By the time Dr. Tradonico appeared Mrs. Lander was so much better that in her revulsion of feeling she was all day rather tryingly affectionate in her indirect appeals for Clementina's sympathy.

"I don't want you should mind what I say, when I a'n't feelin' just right," she began that evening, after she had gone to bed, and Clementina sat looking out of the open window, on the moonlit lagoon.

"Oh, no," the girl answered, wearily.

Mrs. Lander humbled herself farther. "I'm real sorry I plagued you so, to-day, and I know Mr. Hinkle thought I was dreadful, but I couldn't help it. I should like to talk with you, Clementina, about something that's worryin' me, if you a'n't busy."

"I'm not busy, now, Mrs. Lander," said Clementina, a little coldly, and relaxing the clasp of her hands; to knit her fingers together had been her sole business, and she put even this away.

She did not come nearer the bed, and Mrs. Lander was obliged to speak without the advantage of noting the effect of her words upon her in her face. "It's like this: What am I agoin' to do for them relations of Mr. Landa's out in Michigan?"

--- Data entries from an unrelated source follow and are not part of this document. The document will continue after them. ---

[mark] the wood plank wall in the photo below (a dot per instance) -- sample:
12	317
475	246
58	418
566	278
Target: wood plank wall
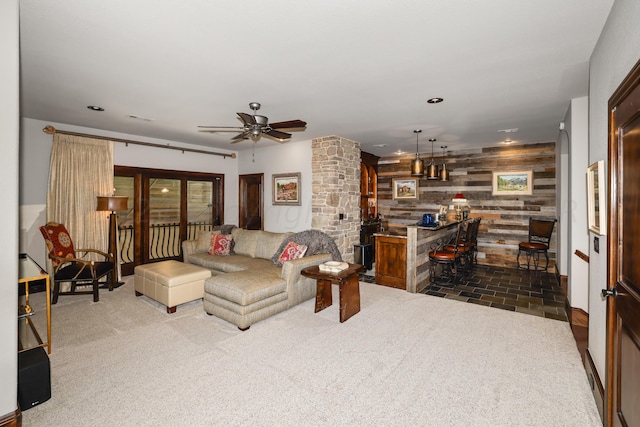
504	218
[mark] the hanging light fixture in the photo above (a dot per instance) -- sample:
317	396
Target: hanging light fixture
417	165
432	170
444	173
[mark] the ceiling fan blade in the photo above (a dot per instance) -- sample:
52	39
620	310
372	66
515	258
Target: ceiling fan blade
221	127
280	136
239	137
247	118
290	124
218	130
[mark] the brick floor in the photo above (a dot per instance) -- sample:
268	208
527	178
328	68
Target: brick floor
535	293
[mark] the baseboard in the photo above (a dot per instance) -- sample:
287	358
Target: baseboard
563	281
578	317
596	385
12	420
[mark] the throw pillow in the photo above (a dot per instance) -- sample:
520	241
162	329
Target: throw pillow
204	241
221	244
292	251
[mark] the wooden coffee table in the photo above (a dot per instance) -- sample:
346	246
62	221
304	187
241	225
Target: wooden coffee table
348	283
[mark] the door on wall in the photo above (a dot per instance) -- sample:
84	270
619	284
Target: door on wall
164	209
623	288
250	203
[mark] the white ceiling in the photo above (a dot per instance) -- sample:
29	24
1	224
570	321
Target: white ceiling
362	70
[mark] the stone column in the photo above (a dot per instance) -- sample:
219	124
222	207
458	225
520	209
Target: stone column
335	200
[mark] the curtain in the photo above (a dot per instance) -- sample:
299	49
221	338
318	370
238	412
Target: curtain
81	169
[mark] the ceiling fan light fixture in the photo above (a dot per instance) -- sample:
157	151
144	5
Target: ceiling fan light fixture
417	164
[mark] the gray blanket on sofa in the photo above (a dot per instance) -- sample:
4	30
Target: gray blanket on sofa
317	242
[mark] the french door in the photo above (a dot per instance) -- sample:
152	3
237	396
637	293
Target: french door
164	209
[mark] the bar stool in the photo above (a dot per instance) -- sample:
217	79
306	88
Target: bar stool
538	243
444	257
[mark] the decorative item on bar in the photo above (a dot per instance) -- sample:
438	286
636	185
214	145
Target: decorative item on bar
444	173
432	170
417	165
458	200
113	204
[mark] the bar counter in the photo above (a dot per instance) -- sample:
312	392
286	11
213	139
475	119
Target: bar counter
418	241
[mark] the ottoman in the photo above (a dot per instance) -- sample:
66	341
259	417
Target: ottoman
170	282
245	297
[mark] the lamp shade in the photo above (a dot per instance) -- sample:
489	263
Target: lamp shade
417	167
112	203
459	197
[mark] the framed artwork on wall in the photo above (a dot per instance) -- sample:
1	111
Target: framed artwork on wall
595	198
405	188
512	183
286	189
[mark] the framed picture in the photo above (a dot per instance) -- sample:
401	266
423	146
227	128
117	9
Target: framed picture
595	198
405	188
512	183
286	189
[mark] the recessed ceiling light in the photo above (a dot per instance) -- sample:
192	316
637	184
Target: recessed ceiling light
136	117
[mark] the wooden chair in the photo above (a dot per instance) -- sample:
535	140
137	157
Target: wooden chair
538	243
446	254
68	267
467	246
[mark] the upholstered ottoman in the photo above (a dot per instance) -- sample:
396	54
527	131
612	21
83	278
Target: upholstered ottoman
245	297
170	282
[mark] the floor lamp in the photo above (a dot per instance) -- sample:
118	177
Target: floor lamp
113	204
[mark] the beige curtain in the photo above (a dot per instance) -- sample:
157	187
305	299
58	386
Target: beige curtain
81	169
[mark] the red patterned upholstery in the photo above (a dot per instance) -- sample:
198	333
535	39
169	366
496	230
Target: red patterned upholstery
58	241
71	268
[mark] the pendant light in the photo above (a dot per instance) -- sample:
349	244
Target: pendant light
417	165
432	170
444	173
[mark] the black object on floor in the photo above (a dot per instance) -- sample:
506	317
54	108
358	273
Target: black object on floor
34	378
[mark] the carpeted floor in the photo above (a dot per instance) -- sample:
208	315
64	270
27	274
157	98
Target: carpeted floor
405	359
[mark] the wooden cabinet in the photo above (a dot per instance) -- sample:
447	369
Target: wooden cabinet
391	261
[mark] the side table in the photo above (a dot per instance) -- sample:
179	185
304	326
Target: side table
348	283
30	271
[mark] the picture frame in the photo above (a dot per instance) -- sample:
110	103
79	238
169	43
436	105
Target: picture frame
596	198
510	183
286	189
405	188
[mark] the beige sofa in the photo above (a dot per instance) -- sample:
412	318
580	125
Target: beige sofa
246	286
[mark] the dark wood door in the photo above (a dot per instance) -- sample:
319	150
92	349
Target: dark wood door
623	288
251	206
391	261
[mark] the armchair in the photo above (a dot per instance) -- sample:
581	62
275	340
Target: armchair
68	267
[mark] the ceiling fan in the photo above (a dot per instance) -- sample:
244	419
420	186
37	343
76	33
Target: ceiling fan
255	126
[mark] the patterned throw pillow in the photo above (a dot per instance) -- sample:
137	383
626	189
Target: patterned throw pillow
58	241
205	241
292	251
221	244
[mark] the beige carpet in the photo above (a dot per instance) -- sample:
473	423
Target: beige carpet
405	359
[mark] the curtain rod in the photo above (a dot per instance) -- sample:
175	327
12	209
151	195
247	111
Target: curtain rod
50	130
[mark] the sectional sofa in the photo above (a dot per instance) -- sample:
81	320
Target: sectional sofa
250	284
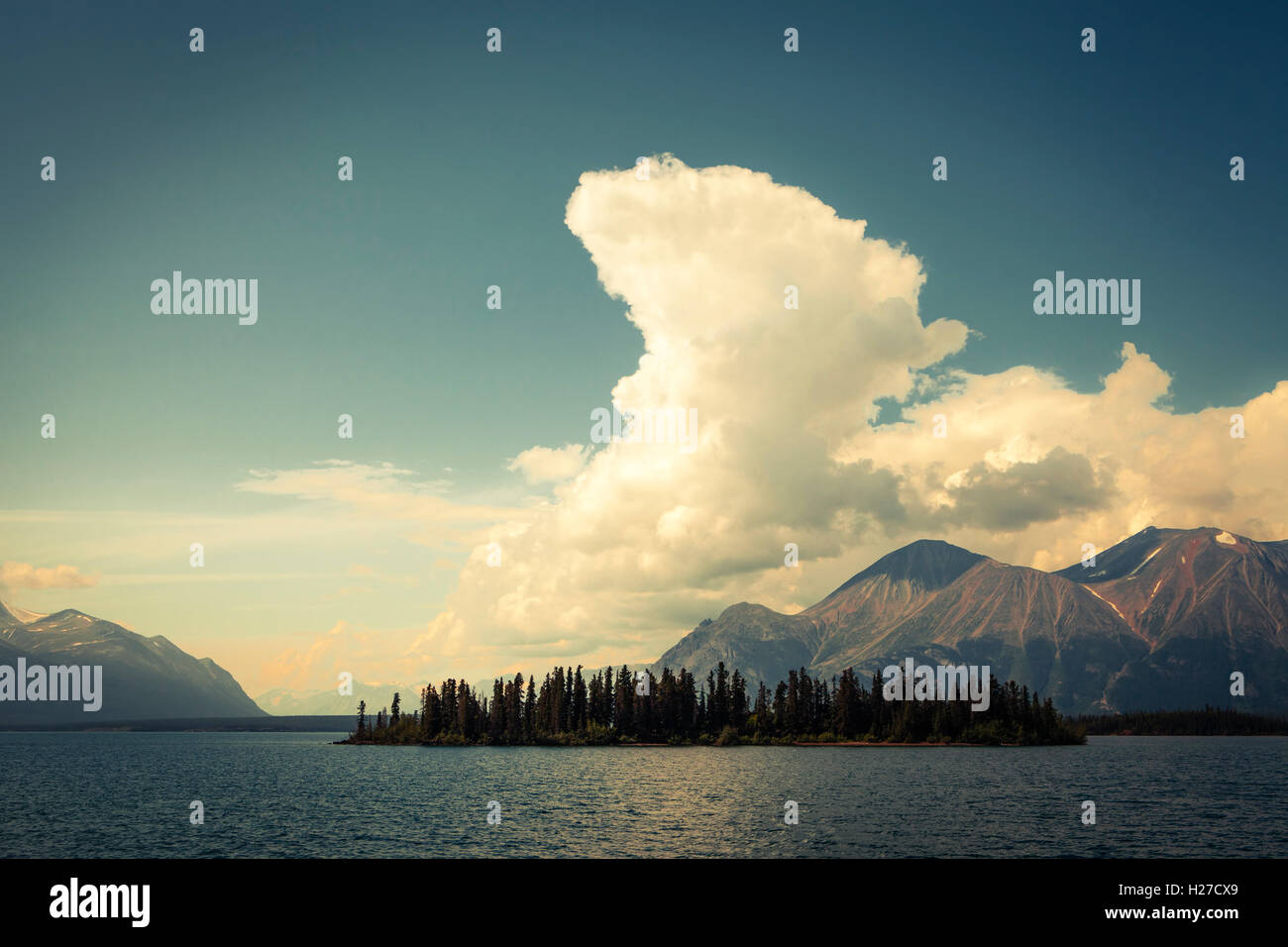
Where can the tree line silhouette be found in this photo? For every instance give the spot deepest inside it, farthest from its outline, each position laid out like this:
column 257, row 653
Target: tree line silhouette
column 625, row 707
column 1210, row 722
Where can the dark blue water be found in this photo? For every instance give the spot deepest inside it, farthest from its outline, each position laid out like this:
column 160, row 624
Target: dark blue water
column 292, row 793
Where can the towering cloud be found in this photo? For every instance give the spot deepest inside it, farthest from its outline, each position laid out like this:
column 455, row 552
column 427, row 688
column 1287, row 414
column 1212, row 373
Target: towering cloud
column 642, row 540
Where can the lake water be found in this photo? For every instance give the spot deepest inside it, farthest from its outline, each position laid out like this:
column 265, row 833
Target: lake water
column 294, row 793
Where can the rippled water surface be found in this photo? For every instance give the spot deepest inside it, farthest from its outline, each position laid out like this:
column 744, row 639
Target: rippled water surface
column 295, row 793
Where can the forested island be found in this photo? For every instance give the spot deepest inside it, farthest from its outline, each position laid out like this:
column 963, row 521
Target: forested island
column 567, row 709
column 1210, row 722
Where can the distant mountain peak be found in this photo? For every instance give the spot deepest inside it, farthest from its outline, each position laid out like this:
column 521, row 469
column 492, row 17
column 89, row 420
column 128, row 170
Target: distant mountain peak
column 932, row 564
column 1157, row 620
column 20, row 615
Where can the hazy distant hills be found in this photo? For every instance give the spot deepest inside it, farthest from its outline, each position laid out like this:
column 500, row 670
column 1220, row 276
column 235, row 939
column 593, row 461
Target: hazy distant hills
column 1158, row 622
column 286, row 701
column 143, row 678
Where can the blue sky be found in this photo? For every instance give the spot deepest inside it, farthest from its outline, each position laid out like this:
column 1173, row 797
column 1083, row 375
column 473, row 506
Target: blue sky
column 223, row 163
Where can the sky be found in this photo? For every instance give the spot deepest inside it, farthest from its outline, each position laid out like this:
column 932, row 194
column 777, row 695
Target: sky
column 516, row 169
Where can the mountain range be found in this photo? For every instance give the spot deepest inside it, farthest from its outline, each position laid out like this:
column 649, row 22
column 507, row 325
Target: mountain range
column 143, row 678
column 1159, row 621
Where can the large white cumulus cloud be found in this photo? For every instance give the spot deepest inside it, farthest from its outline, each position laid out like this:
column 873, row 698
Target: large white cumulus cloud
column 644, row 539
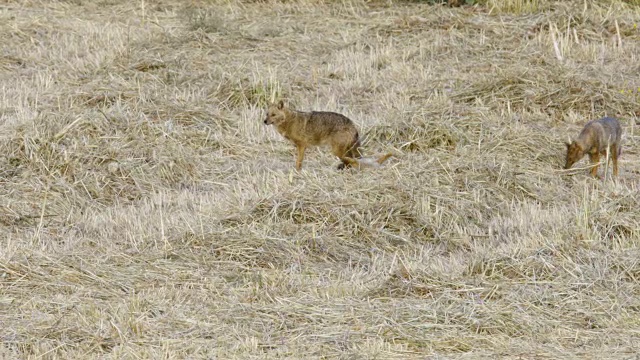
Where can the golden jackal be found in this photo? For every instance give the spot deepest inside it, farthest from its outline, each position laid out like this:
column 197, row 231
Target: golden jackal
column 600, row 136
column 316, row 128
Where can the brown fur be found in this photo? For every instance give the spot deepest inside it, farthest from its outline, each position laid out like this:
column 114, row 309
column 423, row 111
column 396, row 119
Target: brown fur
column 596, row 138
column 316, row 128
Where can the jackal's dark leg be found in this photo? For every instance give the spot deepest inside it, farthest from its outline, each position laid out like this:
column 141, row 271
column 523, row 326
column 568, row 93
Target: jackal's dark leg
column 615, row 151
column 301, row 148
column 595, row 159
column 341, row 152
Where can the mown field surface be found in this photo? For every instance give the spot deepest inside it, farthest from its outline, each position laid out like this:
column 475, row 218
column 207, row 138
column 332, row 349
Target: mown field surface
column 146, row 212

"I don't know. What relations?"

"I told you about 'em: the only ones he's got: his half-sista's children. He neva saw 'em, and he neva wanted to; but they're his kin, and it was his money. It don't seem right to pass 'em ova. Do you think it would yourself, Clementina?"

"Why, of cou'se not, Mrs. Lander. It wouldn't be right at all."

Mrs. Lander looked relieved, and she said, as if a little surprised, "I'm glad you feel that way; I should feel just so, myself. I mean to do by you just what I always said I should. I sha'n't forget you, but whe'e the'e's so much I got to thinkin' the'e'd ought to some of it go to his folks, whetha he ca'ed for 'em or not. It's worried me some, and I guess if anything it's that that's made me wo'se lately."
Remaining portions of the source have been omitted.